# Changing lamp bulbs



## safariboy (May 1, 2005)

My van is a Bessacarr 530 built in 2006/7.

I would like to change the bulbs in the two lamps each side of the drop down TV in the cab. There are two holders that swivel on a gimbal arrangement and are let into a plastic roof moulding. The lamps are pull out but are retained by a thin black plastic ring. It seems clear that the black plastic ring needs to be removed. I have tried unscrewing it and springing it out but neither seem to work.
Has anyone done this job?

Thanks 
Safariboy


----------



## JohnsCrossMotorHomes (Jul 21, 2007)

safariboy said:


> My van is a Bessacarr 530 built in 2006/7.
> I would like to change the bulbs in the two lamps each side of the drop down TV in the cab. There are two holders that swivel on a gimbal arrangement and are let into a plastic roof moulding. The lamps are pull out but are retained by a thin black plastic ring. It seems clear that the black plastic ring needs to be removed.

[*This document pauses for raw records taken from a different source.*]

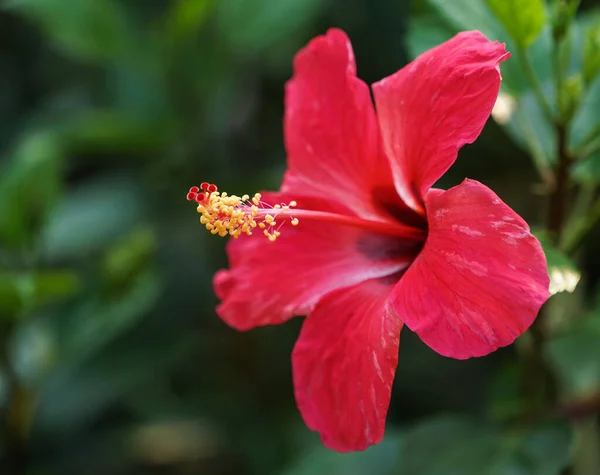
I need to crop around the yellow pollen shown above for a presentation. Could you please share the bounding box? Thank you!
[187,183,298,242]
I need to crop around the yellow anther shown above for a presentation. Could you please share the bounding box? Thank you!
[192,183,298,241]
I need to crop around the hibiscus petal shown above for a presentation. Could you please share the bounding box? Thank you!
[373,31,510,210]
[281,29,400,219]
[391,180,549,359]
[292,279,402,452]
[213,193,414,330]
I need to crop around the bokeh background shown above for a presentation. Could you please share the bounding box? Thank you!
[0,0,600,475]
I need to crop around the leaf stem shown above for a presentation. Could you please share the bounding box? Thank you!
[560,192,600,254]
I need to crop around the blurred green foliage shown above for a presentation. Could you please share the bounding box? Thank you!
[0,0,600,475]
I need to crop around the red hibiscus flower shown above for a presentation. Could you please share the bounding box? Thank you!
[188,29,549,452]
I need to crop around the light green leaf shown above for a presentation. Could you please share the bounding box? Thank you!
[583,21,600,83]
[428,0,552,96]
[406,15,455,58]
[166,0,214,40]
[504,91,556,169]
[486,0,547,48]
[0,132,63,248]
[535,232,581,295]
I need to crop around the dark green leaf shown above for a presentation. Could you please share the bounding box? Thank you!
[8,0,133,60]
[545,310,600,398]
[486,0,546,48]
[42,177,143,259]
[0,270,80,317]
[285,431,403,475]
[217,0,323,56]
[0,132,63,248]
[397,416,570,475]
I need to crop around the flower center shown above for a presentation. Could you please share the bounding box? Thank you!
[187,183,298,242]
[187,183,426,242]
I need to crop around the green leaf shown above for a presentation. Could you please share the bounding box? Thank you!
[58,271,162,364]
[406,14,455,58]
[396,416,571,475]
[583,21,600,83]
[499,91,556,169]
[428,0,552,96]
[571,152,600,185]
[217,0,323,56]
[535,232,581,295]
[166,0,214,40]
[570,76,600,148]
[544,310,600,399]
[285,431,403,475]
[0,132,63,248]
[7,0,133,60]
[32,334,196,437]
[0,270,80,317]
[42,177,143,259]
[486,0,547,48]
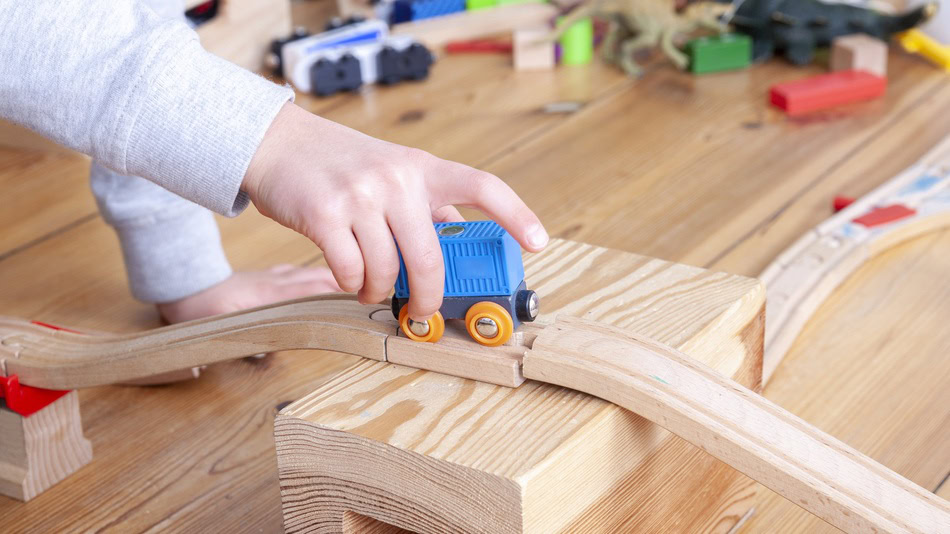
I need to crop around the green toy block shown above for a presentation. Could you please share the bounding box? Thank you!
[686,33,752,74]
[559,17,594,65]
[465,0,498,11]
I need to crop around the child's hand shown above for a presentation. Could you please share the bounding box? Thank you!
[243,103,548,320]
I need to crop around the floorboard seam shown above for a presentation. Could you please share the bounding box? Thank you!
[0,213,99,261]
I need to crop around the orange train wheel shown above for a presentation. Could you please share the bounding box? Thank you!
[399,305,445,343]
[465,302,515,347]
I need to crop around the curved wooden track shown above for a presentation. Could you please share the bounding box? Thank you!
[0,295,396,389]
[0,288,950,532]
[759,139,950,385]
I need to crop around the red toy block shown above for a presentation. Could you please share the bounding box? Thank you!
[445,39,512,54]
[854,204,917,228]
[831,195,854,213]
[769,70,887,116]
[0,375,69,417]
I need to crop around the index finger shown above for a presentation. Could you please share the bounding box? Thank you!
[389,206,445,321]
[426,158,548,252]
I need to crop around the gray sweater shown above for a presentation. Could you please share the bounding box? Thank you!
[0,0,293,302]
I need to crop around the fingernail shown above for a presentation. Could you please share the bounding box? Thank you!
[528,224,548,249]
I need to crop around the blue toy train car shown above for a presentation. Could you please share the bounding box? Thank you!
[392,221,539,347]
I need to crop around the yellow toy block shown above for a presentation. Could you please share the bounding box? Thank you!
[897,30,950,72]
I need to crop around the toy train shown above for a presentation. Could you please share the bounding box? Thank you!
[392,221,540,347]
[268,20,433,96]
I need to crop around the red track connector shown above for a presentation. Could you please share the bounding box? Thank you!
[30,321,82,334]
[831,195,854,213]
[854,204,917,228]
[0,375,69,417]
[445,39,512,54]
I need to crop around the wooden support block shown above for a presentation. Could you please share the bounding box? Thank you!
[0,391,92,501]
[274,240,764,533]
[830,33,887,77]
[512,27,554,70]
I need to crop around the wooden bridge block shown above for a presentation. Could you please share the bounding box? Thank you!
[0,391,92,501]
[275,241,764,533]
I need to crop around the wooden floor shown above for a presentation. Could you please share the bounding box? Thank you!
[0,48,950,532]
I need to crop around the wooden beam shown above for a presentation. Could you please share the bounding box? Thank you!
[759,138,950,383]
[0,391,92,501]
[274,240,764,533]
[524,318,950,533]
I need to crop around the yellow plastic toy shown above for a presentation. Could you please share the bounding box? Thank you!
[897,30,950,72]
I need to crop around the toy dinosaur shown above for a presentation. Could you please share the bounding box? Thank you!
[554,0,727,77]
[721,0,937,65]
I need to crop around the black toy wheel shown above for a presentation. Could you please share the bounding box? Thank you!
[515,289,541,323]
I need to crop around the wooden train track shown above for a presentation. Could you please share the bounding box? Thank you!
[0,296,950,533]
[759,138,950,384]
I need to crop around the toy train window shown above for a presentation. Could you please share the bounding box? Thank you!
[439,224,465,236]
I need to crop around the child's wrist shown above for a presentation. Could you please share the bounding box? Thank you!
[241,102,297,203]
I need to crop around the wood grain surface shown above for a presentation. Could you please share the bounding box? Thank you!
[0,43,950,533]
[275,241,764,533]
[524,317,950,533]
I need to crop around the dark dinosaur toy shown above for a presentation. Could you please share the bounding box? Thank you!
[726,0,937,65]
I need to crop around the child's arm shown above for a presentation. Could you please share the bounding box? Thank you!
[0,0,547,319]
[0,0,293,215]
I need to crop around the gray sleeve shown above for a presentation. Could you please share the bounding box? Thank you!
[0,0,293,215]
[89,162,232,302]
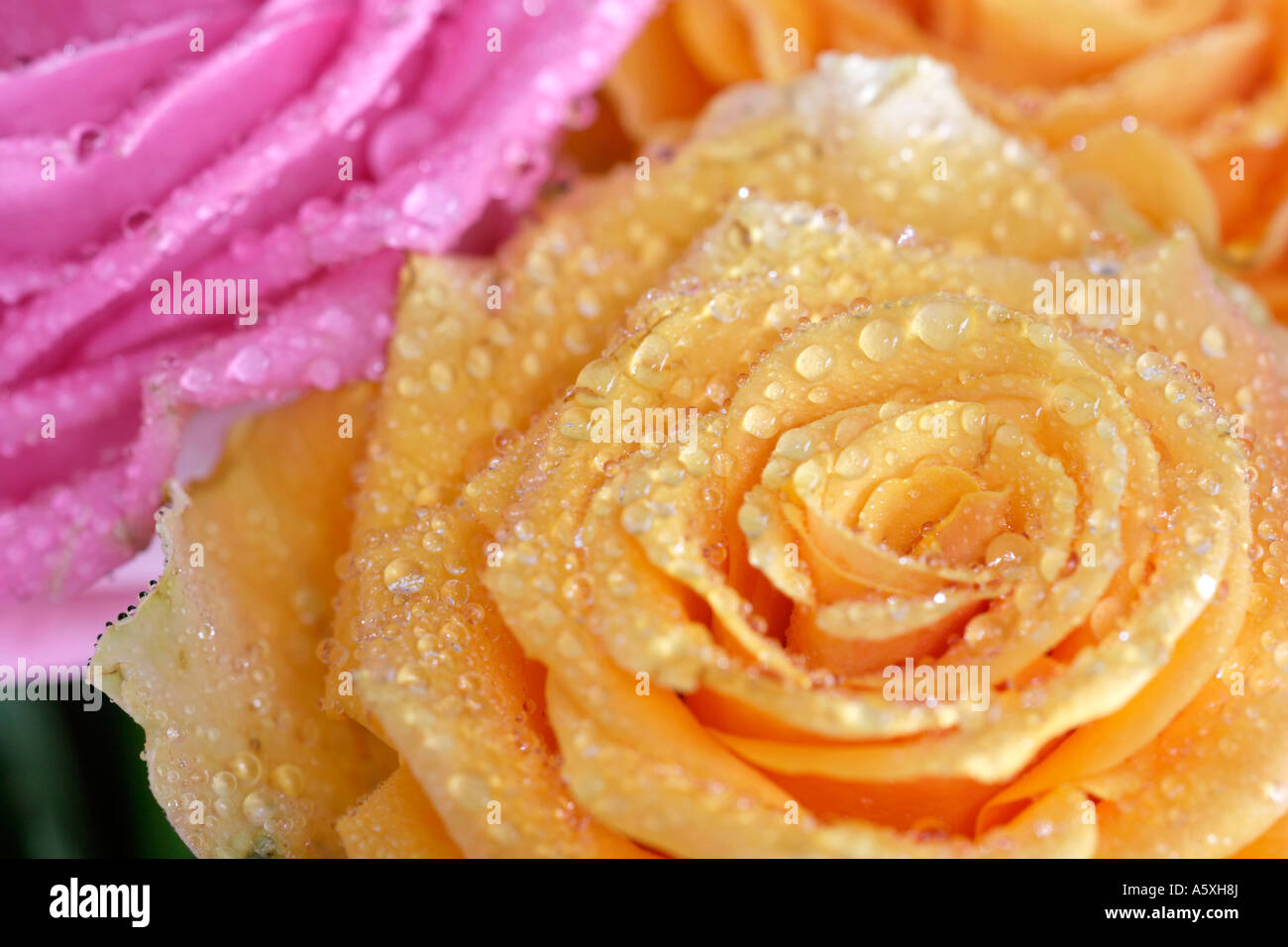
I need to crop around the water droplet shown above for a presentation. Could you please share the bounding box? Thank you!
[383,556,425,595]
[796,346,832,381]
[742,404,778,440]
[1199,326,1225,359]
[859,318,903,362]
[912,299,970,352]
[1136,352,1167,381]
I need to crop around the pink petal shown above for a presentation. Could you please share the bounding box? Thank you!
[0,0,653,655]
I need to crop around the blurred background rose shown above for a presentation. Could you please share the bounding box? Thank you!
[0,0,653,663]
[594,0,1288,320]
[0,0,654,857]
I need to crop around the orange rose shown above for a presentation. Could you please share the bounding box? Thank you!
[608,0,1288,320]
[97,56,1288,857]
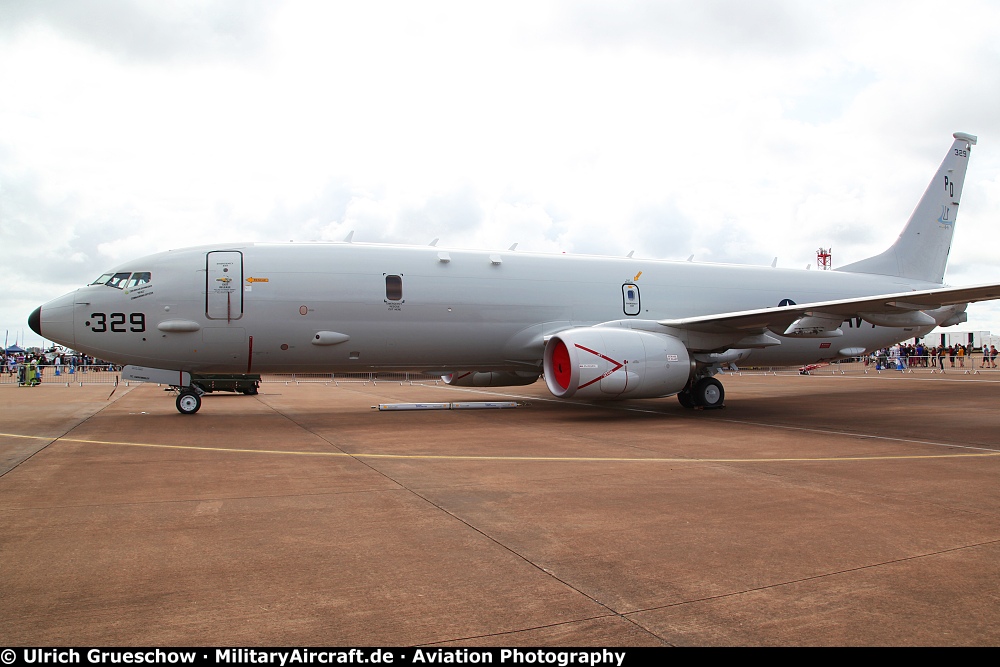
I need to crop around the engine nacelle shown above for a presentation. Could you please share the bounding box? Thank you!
[441,371,539,387]
[544,327,693,399]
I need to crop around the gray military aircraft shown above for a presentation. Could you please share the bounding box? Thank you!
[28,133,1000,414]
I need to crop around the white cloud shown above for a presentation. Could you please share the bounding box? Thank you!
[0,0,1000,350]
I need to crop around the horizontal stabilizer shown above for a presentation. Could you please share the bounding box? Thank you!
[658,284,1000,333]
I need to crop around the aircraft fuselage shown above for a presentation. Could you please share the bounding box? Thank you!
[35,243,943,373]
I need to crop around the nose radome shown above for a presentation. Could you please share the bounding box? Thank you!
[28,306,42,336]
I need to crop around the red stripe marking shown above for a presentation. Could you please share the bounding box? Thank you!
[577,344,625,389]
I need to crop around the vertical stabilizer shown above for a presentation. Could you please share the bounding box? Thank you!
[837,132,976,283]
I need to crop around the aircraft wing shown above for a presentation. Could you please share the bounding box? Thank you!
[658,284,1000,334]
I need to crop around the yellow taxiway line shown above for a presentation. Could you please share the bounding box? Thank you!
[0,433,1000,463]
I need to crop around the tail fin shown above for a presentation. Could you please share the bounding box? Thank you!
[837,132,976,283]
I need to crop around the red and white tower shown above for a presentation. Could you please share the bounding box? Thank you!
[816,248,833,271]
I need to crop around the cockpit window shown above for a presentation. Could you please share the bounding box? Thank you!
[90,271,149,289]
[104,273,132,289]
[125,271,149,289]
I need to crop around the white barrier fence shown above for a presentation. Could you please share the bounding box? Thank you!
[0,354,1000,387]
[0,365,441,387]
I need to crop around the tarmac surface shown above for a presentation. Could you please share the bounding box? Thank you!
[0,373,1000,646]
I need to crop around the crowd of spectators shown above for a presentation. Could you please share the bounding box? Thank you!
[0,351,115,375]
[865,343,997,371]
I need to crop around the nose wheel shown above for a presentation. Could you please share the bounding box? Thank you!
[177,389,201,415]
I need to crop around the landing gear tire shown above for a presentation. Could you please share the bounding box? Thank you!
[692,378,726,410]
[677,389,695,410]
[177,390,201,415]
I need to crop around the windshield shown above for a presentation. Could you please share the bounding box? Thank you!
[90,271,150,289]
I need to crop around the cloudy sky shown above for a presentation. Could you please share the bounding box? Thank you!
[0,0,1000,352]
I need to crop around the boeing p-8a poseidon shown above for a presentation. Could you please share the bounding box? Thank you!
[28,133,1000,413]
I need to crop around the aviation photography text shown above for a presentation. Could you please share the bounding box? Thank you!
[11,648,636,667]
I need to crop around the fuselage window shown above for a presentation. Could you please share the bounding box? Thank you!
[125,271,149,289]
[385,275,403,301]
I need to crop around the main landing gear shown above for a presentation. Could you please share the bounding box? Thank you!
[177,389,201,415]
[677,377,726,410]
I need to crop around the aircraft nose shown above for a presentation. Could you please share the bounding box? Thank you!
[28,306,42,336]
[28,293,76,347]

I have tried unscrewing it and springing it out but neither seem to work.
> Has anyone done this job?
> Thanks
> Safariboy


Hi,

If you don't manage to solve it, your are welcome to give Ian a ring on Monday, its a Swift product so he should know.

Good Luck

Peter


----------



## Spacerunner (Mar 18, 2006)

How many motorhomers does it take to change a light bulb?

Answers on a post card to: John's Cross Motorhomes
John's Cross....etc


----------



## safariboy (May 1, 2005)

Thanks to all who replies especially Peter. I have now taken a photograph in the hope that someone will know the answer.


----------



## 92859 (May 1, 2005)

*bulbs*

Greetings,

I have seen similar bulbs Safariboy that you push the bulb glass back into the holder and then prize the plastic trim out.


----------



## JohnsCrossMotorHomes (Jul 21, 2007)

Spacerunner said:


> How many motorhomers does it take to change a light bulb?
> 
> Answers on a post card to: John's Cross Motorhomes
> John's Cross....etc


SAE's please!


----------



## safariboy (May 1, 2005)

If he knows what he is doing:- one!


----------



## framptoncottrell (Jan 6, 2006)

I have some very similar fittings on the Murvi. 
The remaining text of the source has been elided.